Do some research and make sure the amount of child support your wife is receiving is far. If not, get it increased. The legal fees will likely be worth it. Also, you don't mention either paying or receiving CS for your kids, but you likely are doing one or the other. Again, make sure that amount is fair and is not, get it adjusted if you can. Also, if the custody agreement allows it, see if you can get the other parents to pick up more of those transportation costs. You agreement may stipulate that you have to do the driving, but if not, then see about meeting half way to hand off the kids, alternating who does the pick up and drop off each visit, etc.
Contact all of those monthly plans and see if they can budge at all. Even if you have to pay an early termination fee, if it is less than the cost of the rest of the contract, do it. It might seem like paying for nothing, but in fact it is paying for the money you won't have to spend on the rest of the contract.
Your comment on the food bill is very telling. You'd do it, except you don't know how much it will really help. Guess what; in your situation $5/mo would really help. So if you can shave $100 or even $50 off that food bill, do it. You created a situation where you don't have the luxury of deciding that a few dollars isn't worth the effort. So eat spaghetti at least once a week, and rice and beans at least once a week.
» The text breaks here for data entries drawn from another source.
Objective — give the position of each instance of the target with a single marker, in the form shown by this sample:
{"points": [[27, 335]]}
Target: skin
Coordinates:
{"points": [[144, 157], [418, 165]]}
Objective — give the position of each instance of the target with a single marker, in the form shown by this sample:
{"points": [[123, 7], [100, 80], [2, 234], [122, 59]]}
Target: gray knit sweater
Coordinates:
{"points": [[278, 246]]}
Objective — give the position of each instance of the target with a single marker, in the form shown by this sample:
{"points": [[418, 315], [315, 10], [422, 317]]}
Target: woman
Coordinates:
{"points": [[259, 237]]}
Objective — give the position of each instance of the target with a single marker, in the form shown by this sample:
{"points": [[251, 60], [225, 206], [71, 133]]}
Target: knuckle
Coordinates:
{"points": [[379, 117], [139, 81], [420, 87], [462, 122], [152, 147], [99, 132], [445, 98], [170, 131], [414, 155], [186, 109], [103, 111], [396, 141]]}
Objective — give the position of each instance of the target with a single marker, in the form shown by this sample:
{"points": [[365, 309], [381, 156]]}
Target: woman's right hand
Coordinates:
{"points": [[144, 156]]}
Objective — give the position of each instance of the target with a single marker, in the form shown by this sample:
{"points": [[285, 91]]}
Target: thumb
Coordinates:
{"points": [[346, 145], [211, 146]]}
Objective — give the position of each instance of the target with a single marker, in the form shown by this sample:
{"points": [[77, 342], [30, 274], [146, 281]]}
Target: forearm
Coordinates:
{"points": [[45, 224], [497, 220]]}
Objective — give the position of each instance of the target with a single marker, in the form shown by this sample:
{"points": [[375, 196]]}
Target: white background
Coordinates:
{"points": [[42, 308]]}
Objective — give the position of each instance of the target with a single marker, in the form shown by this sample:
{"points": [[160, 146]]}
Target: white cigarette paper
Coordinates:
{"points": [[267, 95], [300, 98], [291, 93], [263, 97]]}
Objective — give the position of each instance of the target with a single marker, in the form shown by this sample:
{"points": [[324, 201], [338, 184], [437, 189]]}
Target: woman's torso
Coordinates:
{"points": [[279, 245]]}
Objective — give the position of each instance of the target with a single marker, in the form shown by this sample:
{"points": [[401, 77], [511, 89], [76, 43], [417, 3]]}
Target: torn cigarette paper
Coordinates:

Also, it is crazy that you are driving that much for a job that pays shit. Look for something much, much closer to home. It isn't like you need to replace a 6 figure job, so finding something with comparable pay but a cheaper commute shouldn't be that difficult. Start looking now, and don't be all that picky. You can't afford to be picky. IMO, the thing you should be most picky about is whether the job has room for advancement and raises. Doing what you love is a great goal, but right now, you need to do whatever puts out some of these fires, and worry about feeing your passion when you can afford to do so, or with your second job.
Personally, I think bankruptcy is a cop-out unless and until you've tried everything. Opinions vary on this, but to me, when I commit to paying something of, deciding down the road that I don't want to pay anymore because it hurts is a cowardly, bullshit decision. It doesn't matter what the baks do, or what other people do. My word and my honor s about my choices, not about my choices compared to the bad choices of others. It sounds like you *can* pay your bills, you just don't want to because it will take 8+ years and more sacrifice than you like.